Il y a dix ans, l’armée turque avait poussé à la démission le Premier ministre islamiste Necmettin Erbakan. Aujourd’hui, la possibilité qu’un musulman pratiquant accède à la présidence suscite de nouvelles tensions entre défenseurs de la laïcité, au premier rang desquels les militaires, et le parti au pouvoir, issu de la mouvance islamiste.
Au moins 700 000 personnes ont manifesté dimanche à Istanbul contre la candidature à la magistrature suprême de l’actuel ministre des Affaires étrangères, Abdullah Gul, en arborant les couleurs nationales et en invoquant les traditions laïques du pays.
M. Gul appartient au Parti de la justice et du développement (AKP, au pouvoir), formation islamique modérée qui détient plus de 60% des sièges au Parlement. Le gouvernement et l’AKP sont accusés de tolérer, voire d’encourager les activités de cercles islamistes radicaux dans le pays.
L’armée est intervenue vendredi pour rappeler son rôle historique de garante du régime laïque en Turquie et adresser une mise en garde à peine voilée au gouvernement pro-islamique. «Il ne faudrait pas oublier que les forces armées turques représentent l’une des parties dans ce débat et qu’elles sont le défenseur absolu de la laïcité», a-t-elle prévenu dans un communiqué.

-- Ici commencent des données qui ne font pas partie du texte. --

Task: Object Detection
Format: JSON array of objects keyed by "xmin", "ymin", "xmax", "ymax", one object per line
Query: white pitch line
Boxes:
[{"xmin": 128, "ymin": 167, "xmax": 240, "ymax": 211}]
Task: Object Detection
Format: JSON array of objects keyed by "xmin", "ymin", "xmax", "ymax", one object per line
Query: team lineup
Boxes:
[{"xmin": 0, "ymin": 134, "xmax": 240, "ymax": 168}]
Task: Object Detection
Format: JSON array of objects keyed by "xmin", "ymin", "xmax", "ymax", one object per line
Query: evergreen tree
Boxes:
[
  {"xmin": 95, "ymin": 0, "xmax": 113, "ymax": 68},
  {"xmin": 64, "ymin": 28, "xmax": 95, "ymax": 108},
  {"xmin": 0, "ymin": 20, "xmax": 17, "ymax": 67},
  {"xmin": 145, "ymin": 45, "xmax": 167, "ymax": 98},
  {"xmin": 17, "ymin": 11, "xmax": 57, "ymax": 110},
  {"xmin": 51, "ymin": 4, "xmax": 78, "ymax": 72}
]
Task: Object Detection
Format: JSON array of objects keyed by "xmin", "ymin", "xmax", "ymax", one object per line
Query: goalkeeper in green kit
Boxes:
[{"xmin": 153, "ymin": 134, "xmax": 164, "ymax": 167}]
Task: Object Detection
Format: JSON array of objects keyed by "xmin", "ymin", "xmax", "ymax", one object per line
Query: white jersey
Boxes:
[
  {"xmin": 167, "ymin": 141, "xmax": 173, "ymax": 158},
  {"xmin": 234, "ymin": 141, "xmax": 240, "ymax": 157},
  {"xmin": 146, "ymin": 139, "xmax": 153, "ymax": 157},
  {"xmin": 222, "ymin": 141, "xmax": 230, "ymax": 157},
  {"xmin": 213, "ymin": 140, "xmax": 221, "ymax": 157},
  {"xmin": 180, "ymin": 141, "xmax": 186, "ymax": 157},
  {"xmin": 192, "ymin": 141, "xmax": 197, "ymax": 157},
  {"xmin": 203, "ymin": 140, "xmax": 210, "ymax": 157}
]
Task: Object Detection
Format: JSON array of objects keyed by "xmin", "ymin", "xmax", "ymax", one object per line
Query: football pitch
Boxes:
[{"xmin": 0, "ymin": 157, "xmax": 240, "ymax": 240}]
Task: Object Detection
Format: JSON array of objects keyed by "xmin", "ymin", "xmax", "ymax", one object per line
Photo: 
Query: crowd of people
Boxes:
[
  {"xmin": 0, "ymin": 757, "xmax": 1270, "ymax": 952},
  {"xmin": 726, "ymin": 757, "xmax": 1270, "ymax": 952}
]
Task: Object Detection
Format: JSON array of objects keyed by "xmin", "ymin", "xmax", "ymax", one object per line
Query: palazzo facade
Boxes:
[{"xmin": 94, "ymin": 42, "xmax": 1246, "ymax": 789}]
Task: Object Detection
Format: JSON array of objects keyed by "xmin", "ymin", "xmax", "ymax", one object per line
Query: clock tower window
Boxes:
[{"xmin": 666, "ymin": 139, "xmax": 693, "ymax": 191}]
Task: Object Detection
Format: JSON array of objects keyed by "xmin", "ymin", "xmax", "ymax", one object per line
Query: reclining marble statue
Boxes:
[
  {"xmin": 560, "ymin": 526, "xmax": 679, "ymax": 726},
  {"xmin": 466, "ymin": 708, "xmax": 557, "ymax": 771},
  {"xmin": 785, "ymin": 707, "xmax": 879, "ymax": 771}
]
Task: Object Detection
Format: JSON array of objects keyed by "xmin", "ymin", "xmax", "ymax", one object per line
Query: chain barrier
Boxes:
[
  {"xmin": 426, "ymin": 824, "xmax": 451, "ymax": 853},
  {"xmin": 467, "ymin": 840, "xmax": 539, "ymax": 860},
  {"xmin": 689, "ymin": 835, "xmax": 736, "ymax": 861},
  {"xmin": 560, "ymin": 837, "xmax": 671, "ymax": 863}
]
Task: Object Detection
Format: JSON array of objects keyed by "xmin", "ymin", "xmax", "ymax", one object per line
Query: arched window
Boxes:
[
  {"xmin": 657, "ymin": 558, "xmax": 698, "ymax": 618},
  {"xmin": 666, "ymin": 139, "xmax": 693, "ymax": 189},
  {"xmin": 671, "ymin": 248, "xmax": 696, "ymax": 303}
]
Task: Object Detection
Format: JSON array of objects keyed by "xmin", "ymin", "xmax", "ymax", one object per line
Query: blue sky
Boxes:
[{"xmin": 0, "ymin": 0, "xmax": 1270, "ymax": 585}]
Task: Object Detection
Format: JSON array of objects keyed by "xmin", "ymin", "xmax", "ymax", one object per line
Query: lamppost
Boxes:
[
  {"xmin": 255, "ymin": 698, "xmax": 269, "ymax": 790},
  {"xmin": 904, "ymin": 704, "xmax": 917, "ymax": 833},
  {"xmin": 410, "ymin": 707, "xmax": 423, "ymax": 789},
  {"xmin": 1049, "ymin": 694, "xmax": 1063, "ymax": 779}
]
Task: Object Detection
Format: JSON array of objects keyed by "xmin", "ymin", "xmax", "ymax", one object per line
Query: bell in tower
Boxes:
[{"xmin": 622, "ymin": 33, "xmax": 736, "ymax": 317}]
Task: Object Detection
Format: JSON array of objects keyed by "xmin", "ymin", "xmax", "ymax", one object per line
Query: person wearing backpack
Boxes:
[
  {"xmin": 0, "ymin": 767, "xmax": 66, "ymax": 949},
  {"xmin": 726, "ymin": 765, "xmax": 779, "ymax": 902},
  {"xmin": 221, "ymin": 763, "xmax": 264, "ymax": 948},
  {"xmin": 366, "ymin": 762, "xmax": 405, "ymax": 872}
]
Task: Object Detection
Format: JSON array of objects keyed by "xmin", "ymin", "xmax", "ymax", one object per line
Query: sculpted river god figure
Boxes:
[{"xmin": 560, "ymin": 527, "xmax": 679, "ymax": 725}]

De nombreux Turcs demandent des élections anticipées pour renouveler le Parlement, qui élit le président, et est dominé par l’AKP. Les défenseurs de la laïcité craignent que M. Gul n’utilise la présidence pour aider son allié, le Premier ministre Recep Tayyip Erdogan, à remettre en cause la séparation de l’Église et de l’État. Ils veulent par exemple préserver l’interdiction du port du foulard islamique dans les administrations et d’autres lieux publics.